May 19th, 2015
In a unanimous decision Thursday, the U.S. Supreme Court decided that genes that occur naturally cannot be patented by any person or institution. It also decided that genes that are synthetic (or chemically tweaked) can be.
This decision, made against the biotech company Myriad Genetics, which had patented the breast cancer gene BRCA, should drastically lower the cost of genetic testing for the gene (or any other natural gene). It also will probably change how willing drug development companies are to spend money and time develop drugs that are based on an isolated gene.

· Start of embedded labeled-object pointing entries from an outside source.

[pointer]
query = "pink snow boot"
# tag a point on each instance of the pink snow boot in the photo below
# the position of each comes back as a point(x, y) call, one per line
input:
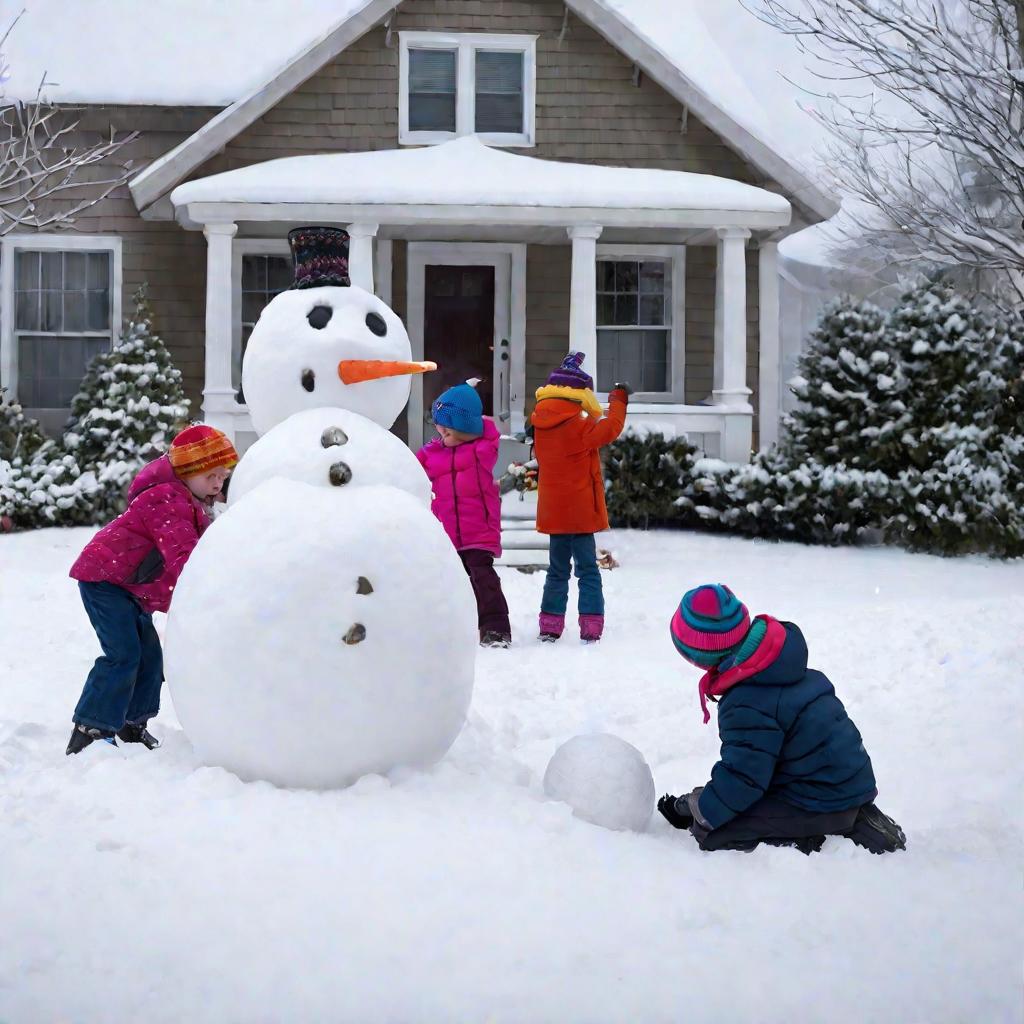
point(591, 628)
point(551, 627)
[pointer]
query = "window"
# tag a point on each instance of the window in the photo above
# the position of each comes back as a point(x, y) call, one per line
point(467, 84)
point(64, 293)
point(262, 279)
point(639, 301)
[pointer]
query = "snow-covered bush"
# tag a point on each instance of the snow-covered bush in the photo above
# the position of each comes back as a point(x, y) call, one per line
point(129, 408)
point(911, 426)
point(645, 475)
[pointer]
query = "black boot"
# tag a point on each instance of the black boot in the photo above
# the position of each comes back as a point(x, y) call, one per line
point(82, 735)
point(876, 832)
point(675, 811)
point(136, 732)
point(492, 638)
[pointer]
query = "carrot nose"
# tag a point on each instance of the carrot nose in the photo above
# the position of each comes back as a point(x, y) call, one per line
point(357, 371)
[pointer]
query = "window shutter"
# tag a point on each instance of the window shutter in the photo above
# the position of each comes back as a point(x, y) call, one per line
point(499, 91)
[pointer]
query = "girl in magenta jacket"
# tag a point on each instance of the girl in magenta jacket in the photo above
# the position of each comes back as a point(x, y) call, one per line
point(460, 463)
point(128, 570)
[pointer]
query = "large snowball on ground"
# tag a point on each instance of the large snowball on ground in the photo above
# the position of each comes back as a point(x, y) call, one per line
point(312, 641)
point(292, 357)
point(330, 448)
point(604, 779)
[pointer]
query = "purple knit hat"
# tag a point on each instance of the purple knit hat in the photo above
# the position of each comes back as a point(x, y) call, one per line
point(569, 374)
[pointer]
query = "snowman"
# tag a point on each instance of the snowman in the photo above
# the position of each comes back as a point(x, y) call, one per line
point(324, 629)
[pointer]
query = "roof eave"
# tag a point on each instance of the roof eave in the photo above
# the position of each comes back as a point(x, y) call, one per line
point(197, 214)
point(163, 174)
point(813, 200)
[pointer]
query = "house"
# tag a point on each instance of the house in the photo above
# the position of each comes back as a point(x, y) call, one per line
point(516, 175)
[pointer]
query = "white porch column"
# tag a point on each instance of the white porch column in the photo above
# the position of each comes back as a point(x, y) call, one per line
point(360, 254)
point(768, 373)
point(583, 293)
point(219, 407)
point(731, 345)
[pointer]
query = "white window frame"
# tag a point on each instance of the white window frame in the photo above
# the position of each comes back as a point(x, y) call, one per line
point(240, 248)
point(676, 257)
point(466, 44)
point(45, 242)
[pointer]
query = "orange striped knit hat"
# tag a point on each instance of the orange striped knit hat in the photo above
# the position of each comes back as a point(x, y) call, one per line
point(200, 449)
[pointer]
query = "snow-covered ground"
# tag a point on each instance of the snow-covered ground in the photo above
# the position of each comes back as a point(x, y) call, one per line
point(136, 884)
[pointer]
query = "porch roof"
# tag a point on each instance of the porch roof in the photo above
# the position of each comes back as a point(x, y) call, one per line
point(467, 182)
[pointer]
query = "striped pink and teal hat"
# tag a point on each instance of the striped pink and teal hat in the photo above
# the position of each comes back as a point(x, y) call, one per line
point(709, 625)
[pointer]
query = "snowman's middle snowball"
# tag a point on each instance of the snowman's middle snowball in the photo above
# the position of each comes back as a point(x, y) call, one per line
point(300, 645)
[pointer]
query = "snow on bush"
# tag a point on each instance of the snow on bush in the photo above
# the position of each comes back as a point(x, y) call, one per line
point(909, 426)
point(130, 404)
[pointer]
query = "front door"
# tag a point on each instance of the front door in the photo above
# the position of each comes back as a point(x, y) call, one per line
point(458, 332)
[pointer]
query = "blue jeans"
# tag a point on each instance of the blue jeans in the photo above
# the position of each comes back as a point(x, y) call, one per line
point(581, 549)
point(124, 684)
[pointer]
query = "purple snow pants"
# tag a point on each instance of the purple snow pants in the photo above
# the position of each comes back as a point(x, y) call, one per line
point(492, 609)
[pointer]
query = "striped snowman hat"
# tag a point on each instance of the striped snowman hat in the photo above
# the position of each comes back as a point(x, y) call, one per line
point(709, 625)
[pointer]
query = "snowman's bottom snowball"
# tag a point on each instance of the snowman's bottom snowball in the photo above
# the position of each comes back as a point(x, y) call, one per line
point(604, 779)
point(283, 667)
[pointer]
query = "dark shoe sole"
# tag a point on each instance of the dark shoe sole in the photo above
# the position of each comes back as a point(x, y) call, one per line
point(876, 832)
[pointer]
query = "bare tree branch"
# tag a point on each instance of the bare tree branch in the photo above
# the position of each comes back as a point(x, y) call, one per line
point(933, 147)
point(47, 162)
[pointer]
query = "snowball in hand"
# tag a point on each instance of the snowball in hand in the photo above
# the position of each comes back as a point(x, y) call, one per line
point(604, 779)
point(299, 644)
point(323, 446)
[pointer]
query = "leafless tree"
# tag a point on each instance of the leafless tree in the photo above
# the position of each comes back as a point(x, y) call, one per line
point(925, 100)
point(51, 169)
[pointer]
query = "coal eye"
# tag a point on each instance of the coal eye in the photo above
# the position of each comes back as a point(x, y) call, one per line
point(320, 316)
point(376, 324)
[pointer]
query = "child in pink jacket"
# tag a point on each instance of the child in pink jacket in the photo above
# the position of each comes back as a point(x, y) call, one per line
point(460, 463)
point(128, 570)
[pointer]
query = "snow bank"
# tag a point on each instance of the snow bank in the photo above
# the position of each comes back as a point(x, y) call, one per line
point(137, 879)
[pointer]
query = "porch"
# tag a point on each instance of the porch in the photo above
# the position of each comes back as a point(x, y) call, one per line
point(625, 238)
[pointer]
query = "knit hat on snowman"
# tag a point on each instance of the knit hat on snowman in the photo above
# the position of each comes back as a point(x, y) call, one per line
point(569, 381)
point(460, 409)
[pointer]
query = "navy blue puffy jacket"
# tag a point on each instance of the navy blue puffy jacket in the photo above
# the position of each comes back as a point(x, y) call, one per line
point(784, 732)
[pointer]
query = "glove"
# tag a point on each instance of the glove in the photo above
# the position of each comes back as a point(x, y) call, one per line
point(673, 812)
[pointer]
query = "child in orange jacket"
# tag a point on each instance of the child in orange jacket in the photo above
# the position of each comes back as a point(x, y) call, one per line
point(569, 427)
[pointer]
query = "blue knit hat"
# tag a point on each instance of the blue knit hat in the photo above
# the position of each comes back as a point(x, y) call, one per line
point(460, 409)
point(709, 625)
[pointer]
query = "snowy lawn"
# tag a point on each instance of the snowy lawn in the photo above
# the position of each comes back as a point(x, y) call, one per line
point(143, 884)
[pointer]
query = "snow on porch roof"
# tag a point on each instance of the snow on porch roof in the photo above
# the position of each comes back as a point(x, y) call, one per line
point(466, 173)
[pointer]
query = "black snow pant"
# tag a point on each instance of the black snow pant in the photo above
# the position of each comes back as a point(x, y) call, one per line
point(772, 818)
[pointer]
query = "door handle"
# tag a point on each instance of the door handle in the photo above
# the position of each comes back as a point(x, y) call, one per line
point(504, 382)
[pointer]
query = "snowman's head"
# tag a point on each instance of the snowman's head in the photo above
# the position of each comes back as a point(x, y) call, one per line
point(326, 343)
point(341, 347)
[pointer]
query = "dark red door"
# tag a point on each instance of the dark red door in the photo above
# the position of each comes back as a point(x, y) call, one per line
point(459, 330)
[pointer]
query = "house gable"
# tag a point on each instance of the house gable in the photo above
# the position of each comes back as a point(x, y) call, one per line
point(593, 103)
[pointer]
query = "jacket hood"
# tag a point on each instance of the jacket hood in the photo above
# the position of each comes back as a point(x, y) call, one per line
point(791, 665)
point(555, 412)
point(158, 471)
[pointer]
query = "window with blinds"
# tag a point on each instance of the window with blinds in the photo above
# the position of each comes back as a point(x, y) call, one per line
point(432, 90)
point(62, 318)
point(499, 91)
point(634, 324)
point(465, 84)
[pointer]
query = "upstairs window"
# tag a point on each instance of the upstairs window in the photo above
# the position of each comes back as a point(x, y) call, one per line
point(466, 84)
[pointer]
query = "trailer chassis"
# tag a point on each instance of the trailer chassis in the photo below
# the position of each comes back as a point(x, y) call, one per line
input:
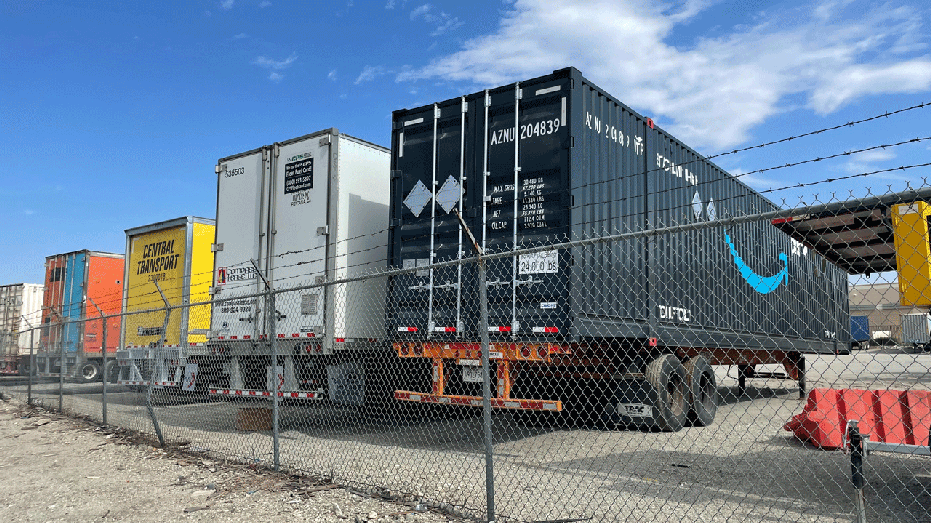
point(558, 360)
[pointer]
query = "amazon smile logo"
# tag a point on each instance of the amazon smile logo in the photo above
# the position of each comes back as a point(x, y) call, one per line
point(762, 284)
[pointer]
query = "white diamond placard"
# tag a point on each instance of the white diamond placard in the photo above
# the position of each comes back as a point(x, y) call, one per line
point(418, 198)
point(696, 205)
point(448, 194)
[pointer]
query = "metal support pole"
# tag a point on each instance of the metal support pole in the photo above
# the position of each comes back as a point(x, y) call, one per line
point(32, 367)
point(272, 336)
point(855, 446)
point(161, 344)
point(30, 370)
point(272, 318)
point(61, 372)
point(103, 365)
point(486, 378)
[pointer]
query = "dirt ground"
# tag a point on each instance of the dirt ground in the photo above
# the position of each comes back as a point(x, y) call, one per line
point(55, 468)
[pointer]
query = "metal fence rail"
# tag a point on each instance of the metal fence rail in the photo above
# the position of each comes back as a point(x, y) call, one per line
point(659, 388)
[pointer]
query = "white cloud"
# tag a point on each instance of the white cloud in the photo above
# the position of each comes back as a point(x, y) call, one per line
point(441, 21)
point(275, 64)
point(866, 161)
point(369, 73)
point(742, 77)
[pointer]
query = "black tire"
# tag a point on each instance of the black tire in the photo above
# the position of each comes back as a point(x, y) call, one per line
point(89, 371)
point(112, 374)
point(703, 391)
point(667, 375)
point(25, 369)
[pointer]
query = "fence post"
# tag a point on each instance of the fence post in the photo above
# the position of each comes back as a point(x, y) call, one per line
point(273, 336)
point(32, 362)
point(103, 392)
point(152, 371)
point(272, 321)
point(61, 369)
point(486, 379)
point(32, 366)
point(103, 355)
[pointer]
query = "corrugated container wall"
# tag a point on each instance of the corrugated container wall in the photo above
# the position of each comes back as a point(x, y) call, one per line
point(173, 256)
point(73, 283)
point(20, 307)
point(562, 159)
point(302, 212)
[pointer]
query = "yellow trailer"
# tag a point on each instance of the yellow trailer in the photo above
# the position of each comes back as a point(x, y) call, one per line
point(913, 253)
point(173, 261)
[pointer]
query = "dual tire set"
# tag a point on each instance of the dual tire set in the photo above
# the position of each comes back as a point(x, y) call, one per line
point(682, 393)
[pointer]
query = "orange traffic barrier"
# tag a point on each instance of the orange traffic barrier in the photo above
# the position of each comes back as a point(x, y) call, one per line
point(888, 416)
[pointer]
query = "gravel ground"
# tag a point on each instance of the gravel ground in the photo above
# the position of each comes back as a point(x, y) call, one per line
point(61, 469)
point(744, 467)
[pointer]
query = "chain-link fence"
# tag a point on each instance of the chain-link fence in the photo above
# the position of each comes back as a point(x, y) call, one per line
point(653, 372)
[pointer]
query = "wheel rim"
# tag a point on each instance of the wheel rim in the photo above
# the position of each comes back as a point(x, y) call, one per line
point(706, 396)
point(675, 395)
point(89, 372)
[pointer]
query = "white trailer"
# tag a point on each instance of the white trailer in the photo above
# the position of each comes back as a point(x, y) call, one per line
point(299, 213)
point(916, 329)
point(20, 311)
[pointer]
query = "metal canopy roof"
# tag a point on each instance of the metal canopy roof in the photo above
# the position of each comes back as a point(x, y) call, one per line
point(859, 240)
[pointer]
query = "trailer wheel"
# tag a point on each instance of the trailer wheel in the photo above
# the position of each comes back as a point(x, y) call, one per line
point(667, 375)
point(703, 391)
point(90, 371)
point(25, 369)
point(112, 374)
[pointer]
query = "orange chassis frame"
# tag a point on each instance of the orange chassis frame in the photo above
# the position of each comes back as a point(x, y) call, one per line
point(513, 358)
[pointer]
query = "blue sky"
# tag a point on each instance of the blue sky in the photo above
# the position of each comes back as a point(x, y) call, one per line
point(113, 114)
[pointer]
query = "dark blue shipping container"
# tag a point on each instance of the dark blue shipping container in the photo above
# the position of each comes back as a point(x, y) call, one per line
point(860, 328)
point(556, 158)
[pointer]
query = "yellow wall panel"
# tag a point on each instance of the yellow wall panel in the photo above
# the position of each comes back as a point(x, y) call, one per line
point(913, 253)
point(201, 279)
point(157, 256)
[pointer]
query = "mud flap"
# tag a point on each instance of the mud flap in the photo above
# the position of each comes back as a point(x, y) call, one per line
point(633, 405)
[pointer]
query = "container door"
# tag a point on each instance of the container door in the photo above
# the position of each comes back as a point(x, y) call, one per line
point(299, 234)
point(411, 309)
point(10, 298)
point(51, 302)
point(527, 204)
point(73, 301)
point(241, 231)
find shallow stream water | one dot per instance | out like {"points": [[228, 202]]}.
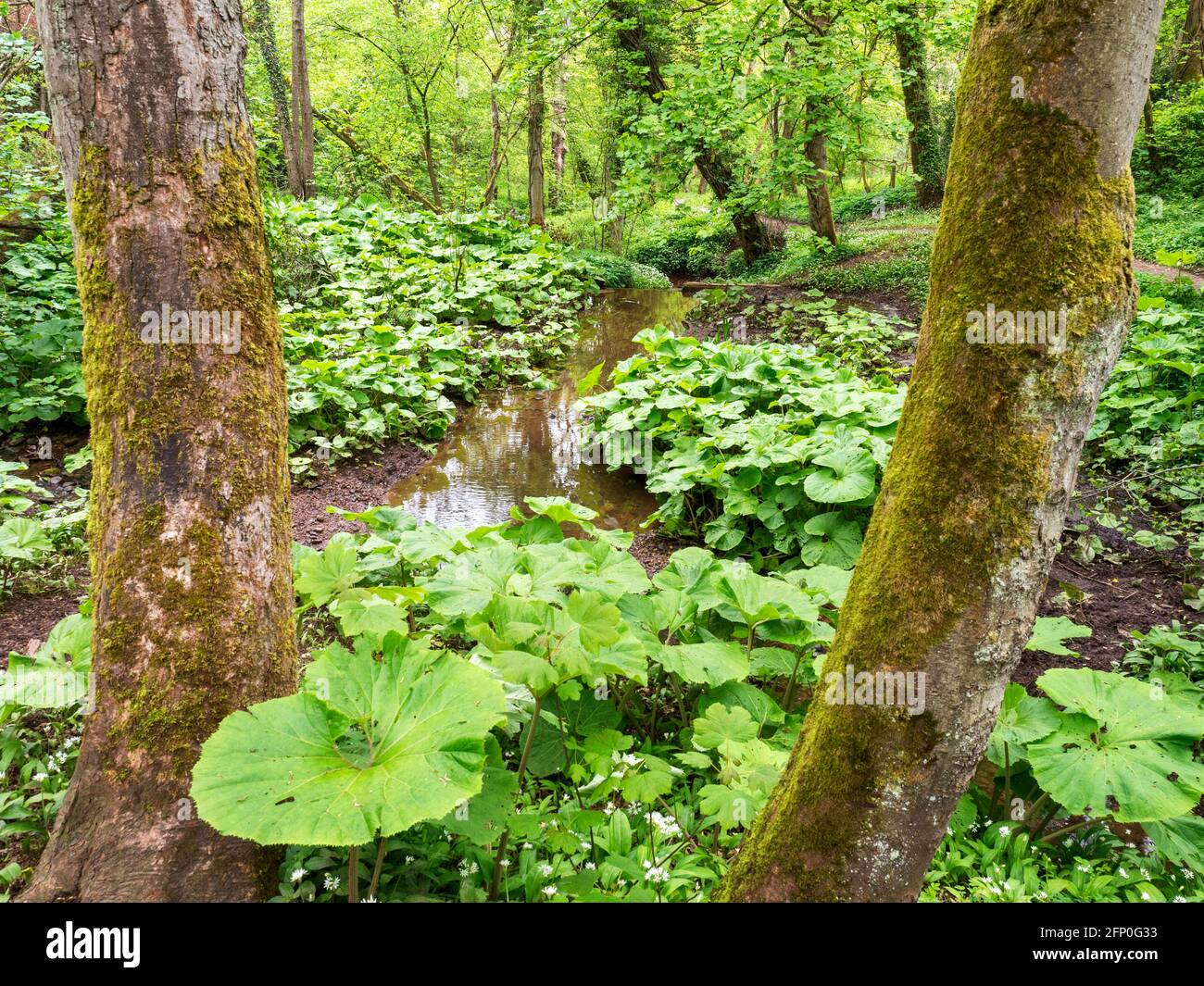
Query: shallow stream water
{"points": [[520, 442]]}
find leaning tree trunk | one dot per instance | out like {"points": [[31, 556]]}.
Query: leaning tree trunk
{"points": [[558, 129], [819, 199], [534, 152], [264, 31], [1038, 216], [302, 104], [923, 140], [189, 525]]}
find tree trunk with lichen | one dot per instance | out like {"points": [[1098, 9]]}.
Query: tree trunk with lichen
{"points": [[302, 104], [261, 28], [189, 524], [1038, 216], [923, 141], [819, 200], [534, 152]]}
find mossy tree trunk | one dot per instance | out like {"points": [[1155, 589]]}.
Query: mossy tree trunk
{"points": [[189, 524], [819, 197], [1038, 216], [923, 141], [817, 20], [753, 236], [263, 31], [536, 109]]}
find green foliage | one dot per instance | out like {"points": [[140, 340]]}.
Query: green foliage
{"points": [[685, 241], [613, 271], [766, 450], [1176, 165], [609, 725], [1150, 414], [390, 316], [41, 331], [1173, 649], [987, 861]]}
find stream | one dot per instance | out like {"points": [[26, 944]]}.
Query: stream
{"points": [[520, 442]]}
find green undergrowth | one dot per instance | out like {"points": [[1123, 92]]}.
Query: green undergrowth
{"points": [[767, 450], [569, 729], [389, 318]]}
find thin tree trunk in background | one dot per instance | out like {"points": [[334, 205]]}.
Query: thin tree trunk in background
{"points": [[495, 147], [433, 171], [923, 140], [1188, 56], [264, 31], [344, 133], [534, 152], [819, 200], [302, 104], [189, 524], [1151, 136], [558, 128], [984, 464]]}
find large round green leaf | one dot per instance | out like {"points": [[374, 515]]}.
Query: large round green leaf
{"points": [[397, 742], [1122, 749]]}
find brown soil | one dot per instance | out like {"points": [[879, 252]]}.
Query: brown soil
{"points": [[357, 486], [1143, 589], [25, 620]]}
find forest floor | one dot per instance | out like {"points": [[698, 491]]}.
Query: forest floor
{"points": [[1122, 588]]}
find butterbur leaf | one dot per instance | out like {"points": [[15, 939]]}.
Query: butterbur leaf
{"points": [[709, 664], [1122, 749], [721, 728], [1048, 632], [47, 680], [729, 806], [521, 668], [295, 769], [1022, 718], [23, 538], [323, 576], [844, 476], [1181, 841]]}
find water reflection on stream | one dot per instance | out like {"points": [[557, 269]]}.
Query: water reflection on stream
{"points": [[520, 442]]}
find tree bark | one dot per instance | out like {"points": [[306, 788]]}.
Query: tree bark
{"points": [[558, 128], [923, 140], [264, 31], [495, 144], [819, 200], [534, 152], [345, 135], [189, 525], [1038, 216], [302, 104], [1188, 56]]}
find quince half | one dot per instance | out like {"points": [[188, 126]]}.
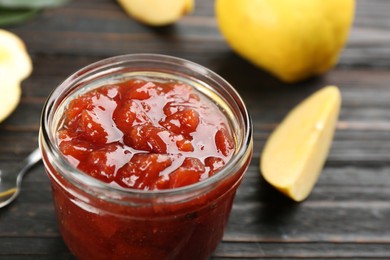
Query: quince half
{"points": [[15, 66], [291, 39], [294, 154], [157, 12]]}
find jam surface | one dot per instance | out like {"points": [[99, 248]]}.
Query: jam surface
{"points": [[145, 134]]}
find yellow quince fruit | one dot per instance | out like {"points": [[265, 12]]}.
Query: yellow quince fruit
{"points": [[294, 154], [157, 12], [15, 66], [292, 39]]}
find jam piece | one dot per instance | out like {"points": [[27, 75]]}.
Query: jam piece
{"points": [[146, 135], [188, 173], [142, 170]]}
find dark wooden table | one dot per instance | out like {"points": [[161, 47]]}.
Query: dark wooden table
{"points": [[347, 215]]}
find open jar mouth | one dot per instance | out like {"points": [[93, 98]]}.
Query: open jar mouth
{"points": [[151, 65]]}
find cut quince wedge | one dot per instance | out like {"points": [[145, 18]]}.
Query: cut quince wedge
{"points": [[15, 66], [14, 59], [295, 153], [157, 12], [10, 93]]}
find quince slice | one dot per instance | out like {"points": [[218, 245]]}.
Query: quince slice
{"points": [[157, 12], [295, 153], [15, 66], [14, 59], [10, 93]]}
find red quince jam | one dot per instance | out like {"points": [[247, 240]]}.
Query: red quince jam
{"points": [[147, 135]]}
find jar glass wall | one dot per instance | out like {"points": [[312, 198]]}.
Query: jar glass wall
{"points": [[102, 221]]}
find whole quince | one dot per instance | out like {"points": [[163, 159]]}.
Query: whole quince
{"points": [[292, 39], [157, 12]]}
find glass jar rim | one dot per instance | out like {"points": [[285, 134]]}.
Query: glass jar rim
{"points": [[47, 140]]}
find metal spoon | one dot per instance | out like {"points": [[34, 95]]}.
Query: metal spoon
{"points": [[10, 182]]}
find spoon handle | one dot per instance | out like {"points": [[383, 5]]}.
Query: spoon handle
{"points": [[10, 182]]}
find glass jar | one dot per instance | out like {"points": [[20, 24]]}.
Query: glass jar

Myriad had developed a test that could determine if a woman had a mutated form of the BRCA gene. Mutated forms of the BRCA1 or BRCA2 genes can increase a woman’s chance of breast cancer by 80 percent (however, most women with breast cancer do not have a mutated BRCA gene). Since Myriad owned the rights to use the gene, they also had exclusive rights to the genetic test. And they charged somewhat accordingly; a test cost about $3,000, putting it out of reach of a large number of women. Famously, actress Angelina Jolie recently paid for the test, and upon finding that she had a mutation in a BRCA gene, opted for a radical bilateral mastectomy.
Not many diagnostic companies have patented a single gene for their testing, and single-gene therapy has not been a promising area for developing therapies. Another area that the Supreme Court allowed patent protection on, that of synthetic cDNA (complementary), is actually used more by the biotechnology industry. However, since the ruling became public, some scientists have argued that cDNA is also natural in origin, since it’s only the DNA that codes for genes.